Routes to qualification
For academic qualifications, routes you might take are:
- a taught course that involves a short research project, leading to a postgraduate certificate, diploma or a masters degree
- research leading to an MRes, MPhil or PhD
- combination of formal courses and research - there are 'taught doctorates' in fields such as clinical psychology, education and engineering. These involve more lectures and seminars than a traditional PhD and the research project is normally directly related to professional practice.
For vocational qualifications, consider:
- a mix of university-based study and assessed work placements, leading for instance to an MA Social Work or a postgraduate teaching qualification (PGCE or PGDE)
- a conversion course, typically a one-year taught course which allows you to convert to a new subject area e.g. Graduate Diploma in Psychology (GDP), or Graduate Diploma in Law (GDL)

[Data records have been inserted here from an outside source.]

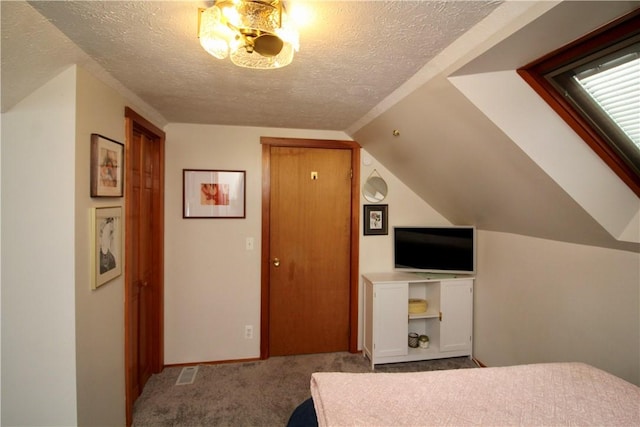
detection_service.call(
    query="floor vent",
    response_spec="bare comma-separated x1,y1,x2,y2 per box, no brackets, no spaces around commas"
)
176,366,198,385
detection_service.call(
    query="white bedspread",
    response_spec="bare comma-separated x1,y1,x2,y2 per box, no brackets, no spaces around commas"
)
311,363,640,427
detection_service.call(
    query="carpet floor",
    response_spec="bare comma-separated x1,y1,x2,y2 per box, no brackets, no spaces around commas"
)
133,353,476,427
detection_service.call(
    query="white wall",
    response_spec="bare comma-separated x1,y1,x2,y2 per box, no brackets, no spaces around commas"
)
165,123,350,364
74,68,126,426
1,67,77,426
450,70,640,242
474,231,640,384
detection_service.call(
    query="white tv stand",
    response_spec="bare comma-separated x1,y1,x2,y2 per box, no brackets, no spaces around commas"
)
362,272,474,369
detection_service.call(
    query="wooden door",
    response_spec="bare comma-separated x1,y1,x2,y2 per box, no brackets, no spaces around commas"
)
262,139,358,357
125,111,164,424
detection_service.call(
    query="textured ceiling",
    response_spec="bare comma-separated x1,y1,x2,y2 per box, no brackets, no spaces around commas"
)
7,1,501,130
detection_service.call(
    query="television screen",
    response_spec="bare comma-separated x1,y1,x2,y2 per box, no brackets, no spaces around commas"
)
393,226,476,274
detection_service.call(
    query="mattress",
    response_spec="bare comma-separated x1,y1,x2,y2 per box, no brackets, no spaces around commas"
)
311,363,640,426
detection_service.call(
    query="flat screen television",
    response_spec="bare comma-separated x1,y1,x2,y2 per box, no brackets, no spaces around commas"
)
393,226,476,274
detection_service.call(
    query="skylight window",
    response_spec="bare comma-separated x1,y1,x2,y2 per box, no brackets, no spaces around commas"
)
518,9,640,197
573,53,640,146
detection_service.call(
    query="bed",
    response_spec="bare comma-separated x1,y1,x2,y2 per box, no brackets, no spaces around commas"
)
289,363,640,427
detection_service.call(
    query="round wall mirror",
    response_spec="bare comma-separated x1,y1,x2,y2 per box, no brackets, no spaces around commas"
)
362,176,387,203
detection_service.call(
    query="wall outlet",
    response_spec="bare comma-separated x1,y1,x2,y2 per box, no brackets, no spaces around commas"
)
244,325,253,340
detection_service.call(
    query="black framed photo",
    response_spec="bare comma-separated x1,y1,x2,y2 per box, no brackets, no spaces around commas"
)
363,205,389,236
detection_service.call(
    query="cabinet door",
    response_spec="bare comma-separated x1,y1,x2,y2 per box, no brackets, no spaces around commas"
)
373,283,409,357
440,280,473,352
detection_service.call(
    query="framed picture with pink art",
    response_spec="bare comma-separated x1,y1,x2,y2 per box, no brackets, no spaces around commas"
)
91,133,124,197
91,206,122,289
182,169,246,218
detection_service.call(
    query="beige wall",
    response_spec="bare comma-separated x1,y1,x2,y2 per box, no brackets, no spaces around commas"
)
75,68,126,426
1,67,77,426
474,231,640,384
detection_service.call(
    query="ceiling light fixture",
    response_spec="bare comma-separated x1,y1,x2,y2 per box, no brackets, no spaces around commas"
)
198,0,299,69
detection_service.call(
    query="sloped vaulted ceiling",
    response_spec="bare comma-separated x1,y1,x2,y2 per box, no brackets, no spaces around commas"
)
353,2,640,252
0,1,640,252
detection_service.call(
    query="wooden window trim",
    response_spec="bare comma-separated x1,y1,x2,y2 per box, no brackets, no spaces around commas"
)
517,9,640,197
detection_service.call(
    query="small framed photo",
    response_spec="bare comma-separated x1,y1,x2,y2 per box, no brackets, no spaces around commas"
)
363,205,389,236
182,169,246,218
91,133,124,197
91,206,122,289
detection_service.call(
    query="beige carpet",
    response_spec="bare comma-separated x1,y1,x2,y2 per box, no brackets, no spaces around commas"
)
133,353,476,427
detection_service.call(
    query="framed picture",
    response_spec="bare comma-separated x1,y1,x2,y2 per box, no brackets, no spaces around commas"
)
91,206,122,289
363,205,389,236
91,133,124,197
182,169,246,218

Ensure you check specific entry requirements for a given route of study which may require a combination of academic qualifications and professional experience. Contact the admissions tutor or prospective research supervisor to find out about course content and potential research projects. Prepare a list of relevant questions to elicit the information you require. You might also contact the Careers Advisory Service at the institution to find what past students on the chosen course have gone on to do.
Referees and funding
When applying for a postgraduate degree, you are likely to be asked to nominate two referees and nominating a recognised academic in your chosen research area will carry weight. For a vocational course such as teaching, one person will normally be an academic referee, (e.g. a personal tutor) and the other, a professional in your chosen field (e.g. the head teacher of a school where you have undertaken work experience). Always ask permission from those you want to cite as referees and brief them on plans so they can fine-tune the reference accordingly.

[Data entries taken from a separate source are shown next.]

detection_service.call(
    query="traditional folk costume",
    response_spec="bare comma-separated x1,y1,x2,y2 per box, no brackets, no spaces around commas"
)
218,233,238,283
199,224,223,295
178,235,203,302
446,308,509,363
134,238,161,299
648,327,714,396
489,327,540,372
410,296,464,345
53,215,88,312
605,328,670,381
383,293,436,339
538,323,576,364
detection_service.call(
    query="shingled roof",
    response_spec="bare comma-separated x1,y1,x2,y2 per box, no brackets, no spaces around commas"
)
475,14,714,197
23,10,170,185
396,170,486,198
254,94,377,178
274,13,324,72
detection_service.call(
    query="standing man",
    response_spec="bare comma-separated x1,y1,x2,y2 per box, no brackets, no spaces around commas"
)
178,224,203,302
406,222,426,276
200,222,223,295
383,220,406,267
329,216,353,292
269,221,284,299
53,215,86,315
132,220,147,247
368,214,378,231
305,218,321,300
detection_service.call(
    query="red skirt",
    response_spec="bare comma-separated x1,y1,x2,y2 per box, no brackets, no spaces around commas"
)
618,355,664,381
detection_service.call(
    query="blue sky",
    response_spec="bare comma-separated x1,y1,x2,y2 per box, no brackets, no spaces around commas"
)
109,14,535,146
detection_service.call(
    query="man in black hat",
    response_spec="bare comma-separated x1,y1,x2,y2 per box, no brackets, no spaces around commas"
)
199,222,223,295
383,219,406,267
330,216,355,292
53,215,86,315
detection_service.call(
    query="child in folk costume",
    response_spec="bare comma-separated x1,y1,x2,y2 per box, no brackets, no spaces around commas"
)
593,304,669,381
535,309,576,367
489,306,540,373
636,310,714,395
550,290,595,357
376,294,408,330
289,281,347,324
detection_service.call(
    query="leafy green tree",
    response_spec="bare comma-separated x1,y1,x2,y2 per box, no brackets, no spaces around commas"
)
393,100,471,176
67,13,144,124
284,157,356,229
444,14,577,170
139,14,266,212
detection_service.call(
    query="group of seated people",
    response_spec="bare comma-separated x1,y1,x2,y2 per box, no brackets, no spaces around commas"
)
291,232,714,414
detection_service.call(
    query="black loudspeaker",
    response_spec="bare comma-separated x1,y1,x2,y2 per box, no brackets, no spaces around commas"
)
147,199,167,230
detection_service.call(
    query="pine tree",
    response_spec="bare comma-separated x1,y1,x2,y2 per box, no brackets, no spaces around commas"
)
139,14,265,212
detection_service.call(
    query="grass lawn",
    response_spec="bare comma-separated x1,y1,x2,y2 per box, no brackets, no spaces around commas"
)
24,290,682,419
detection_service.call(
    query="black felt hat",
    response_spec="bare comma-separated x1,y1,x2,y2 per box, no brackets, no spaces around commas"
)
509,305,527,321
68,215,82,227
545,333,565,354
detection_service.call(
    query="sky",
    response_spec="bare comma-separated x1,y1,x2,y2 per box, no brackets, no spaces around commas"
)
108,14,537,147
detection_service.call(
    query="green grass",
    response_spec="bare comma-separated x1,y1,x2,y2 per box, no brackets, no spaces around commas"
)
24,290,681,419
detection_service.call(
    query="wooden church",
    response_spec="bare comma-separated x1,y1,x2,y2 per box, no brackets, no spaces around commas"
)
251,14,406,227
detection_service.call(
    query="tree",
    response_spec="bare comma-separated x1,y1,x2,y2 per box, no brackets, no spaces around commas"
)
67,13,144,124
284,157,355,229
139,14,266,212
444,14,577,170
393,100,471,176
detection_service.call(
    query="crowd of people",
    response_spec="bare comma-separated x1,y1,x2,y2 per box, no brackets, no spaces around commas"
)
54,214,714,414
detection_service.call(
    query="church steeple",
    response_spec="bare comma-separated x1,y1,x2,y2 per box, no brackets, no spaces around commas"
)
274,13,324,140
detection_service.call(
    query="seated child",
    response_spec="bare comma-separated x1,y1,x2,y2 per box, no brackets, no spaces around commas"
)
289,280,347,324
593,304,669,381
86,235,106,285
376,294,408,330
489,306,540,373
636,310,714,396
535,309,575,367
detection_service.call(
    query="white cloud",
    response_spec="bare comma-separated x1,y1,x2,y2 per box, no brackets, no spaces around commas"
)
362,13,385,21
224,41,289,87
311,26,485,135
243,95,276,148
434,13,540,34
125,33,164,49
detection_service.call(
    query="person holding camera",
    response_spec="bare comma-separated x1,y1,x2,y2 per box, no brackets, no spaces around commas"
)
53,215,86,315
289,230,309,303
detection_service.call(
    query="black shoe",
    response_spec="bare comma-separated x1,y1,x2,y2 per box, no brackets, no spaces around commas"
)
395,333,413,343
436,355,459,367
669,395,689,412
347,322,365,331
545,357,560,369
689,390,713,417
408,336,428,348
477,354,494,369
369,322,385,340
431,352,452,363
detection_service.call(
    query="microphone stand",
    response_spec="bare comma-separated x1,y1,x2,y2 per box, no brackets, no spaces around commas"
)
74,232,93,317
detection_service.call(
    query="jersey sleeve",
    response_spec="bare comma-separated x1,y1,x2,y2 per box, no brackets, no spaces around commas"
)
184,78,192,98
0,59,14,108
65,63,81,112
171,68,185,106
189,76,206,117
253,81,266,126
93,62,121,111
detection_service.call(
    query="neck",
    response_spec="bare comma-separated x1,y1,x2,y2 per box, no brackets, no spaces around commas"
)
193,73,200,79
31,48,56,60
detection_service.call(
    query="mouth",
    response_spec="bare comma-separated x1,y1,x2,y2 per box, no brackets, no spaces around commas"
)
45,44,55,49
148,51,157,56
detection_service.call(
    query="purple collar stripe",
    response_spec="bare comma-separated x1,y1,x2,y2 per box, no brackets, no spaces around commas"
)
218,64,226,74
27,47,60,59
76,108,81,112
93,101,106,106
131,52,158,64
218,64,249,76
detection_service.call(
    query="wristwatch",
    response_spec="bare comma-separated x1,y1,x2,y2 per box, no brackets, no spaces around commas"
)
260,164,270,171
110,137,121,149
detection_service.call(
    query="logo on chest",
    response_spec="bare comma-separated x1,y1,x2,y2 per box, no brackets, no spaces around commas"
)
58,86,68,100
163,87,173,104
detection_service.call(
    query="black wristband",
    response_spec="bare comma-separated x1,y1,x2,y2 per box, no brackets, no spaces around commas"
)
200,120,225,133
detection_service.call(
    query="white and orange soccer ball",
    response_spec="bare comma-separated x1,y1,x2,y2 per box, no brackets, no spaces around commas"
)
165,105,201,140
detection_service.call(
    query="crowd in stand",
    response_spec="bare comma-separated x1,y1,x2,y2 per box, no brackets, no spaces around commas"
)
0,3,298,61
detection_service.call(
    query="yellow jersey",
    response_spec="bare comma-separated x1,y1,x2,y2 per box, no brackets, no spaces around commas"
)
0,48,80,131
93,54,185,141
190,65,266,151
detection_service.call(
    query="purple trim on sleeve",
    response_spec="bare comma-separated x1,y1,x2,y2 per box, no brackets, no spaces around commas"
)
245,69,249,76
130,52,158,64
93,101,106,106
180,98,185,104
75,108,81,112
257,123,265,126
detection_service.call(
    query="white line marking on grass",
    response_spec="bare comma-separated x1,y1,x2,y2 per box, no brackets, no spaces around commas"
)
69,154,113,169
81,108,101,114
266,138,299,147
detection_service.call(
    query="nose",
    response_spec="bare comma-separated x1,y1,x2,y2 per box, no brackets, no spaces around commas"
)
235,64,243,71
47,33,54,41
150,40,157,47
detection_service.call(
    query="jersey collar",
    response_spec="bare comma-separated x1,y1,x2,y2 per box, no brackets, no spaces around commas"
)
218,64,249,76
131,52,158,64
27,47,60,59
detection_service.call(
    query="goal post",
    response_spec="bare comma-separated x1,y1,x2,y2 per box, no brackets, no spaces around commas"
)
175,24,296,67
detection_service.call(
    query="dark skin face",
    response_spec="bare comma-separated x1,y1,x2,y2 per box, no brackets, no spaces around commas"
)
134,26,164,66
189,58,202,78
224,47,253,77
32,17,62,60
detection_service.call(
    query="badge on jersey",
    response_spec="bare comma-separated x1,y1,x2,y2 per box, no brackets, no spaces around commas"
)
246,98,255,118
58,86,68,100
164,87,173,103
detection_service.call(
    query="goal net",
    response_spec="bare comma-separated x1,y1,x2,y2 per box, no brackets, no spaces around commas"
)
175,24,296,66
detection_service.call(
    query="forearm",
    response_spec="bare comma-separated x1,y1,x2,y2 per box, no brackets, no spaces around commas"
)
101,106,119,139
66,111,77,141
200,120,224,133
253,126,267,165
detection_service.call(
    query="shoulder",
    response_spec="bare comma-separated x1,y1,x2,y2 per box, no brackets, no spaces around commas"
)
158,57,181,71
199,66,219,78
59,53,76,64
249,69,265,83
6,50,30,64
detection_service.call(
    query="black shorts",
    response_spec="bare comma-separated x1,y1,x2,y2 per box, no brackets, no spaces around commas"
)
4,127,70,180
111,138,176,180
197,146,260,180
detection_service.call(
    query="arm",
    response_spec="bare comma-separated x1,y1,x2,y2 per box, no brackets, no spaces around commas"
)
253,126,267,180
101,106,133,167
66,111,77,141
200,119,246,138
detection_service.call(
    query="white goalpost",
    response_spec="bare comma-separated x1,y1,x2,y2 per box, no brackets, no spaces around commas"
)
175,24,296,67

The funding options available vary as to whether you apply for a taught course or research. Usual sources of funding include research council awards, scholarships, and bursaries offered by universities. For taught courses, the admissions tutor may provide information on normal funding routes for students. For vocational courses, advice is available from the appropriate professional association. In social work or clinical areas of the NHS, bursaries may be available to cover both fees and maintenance.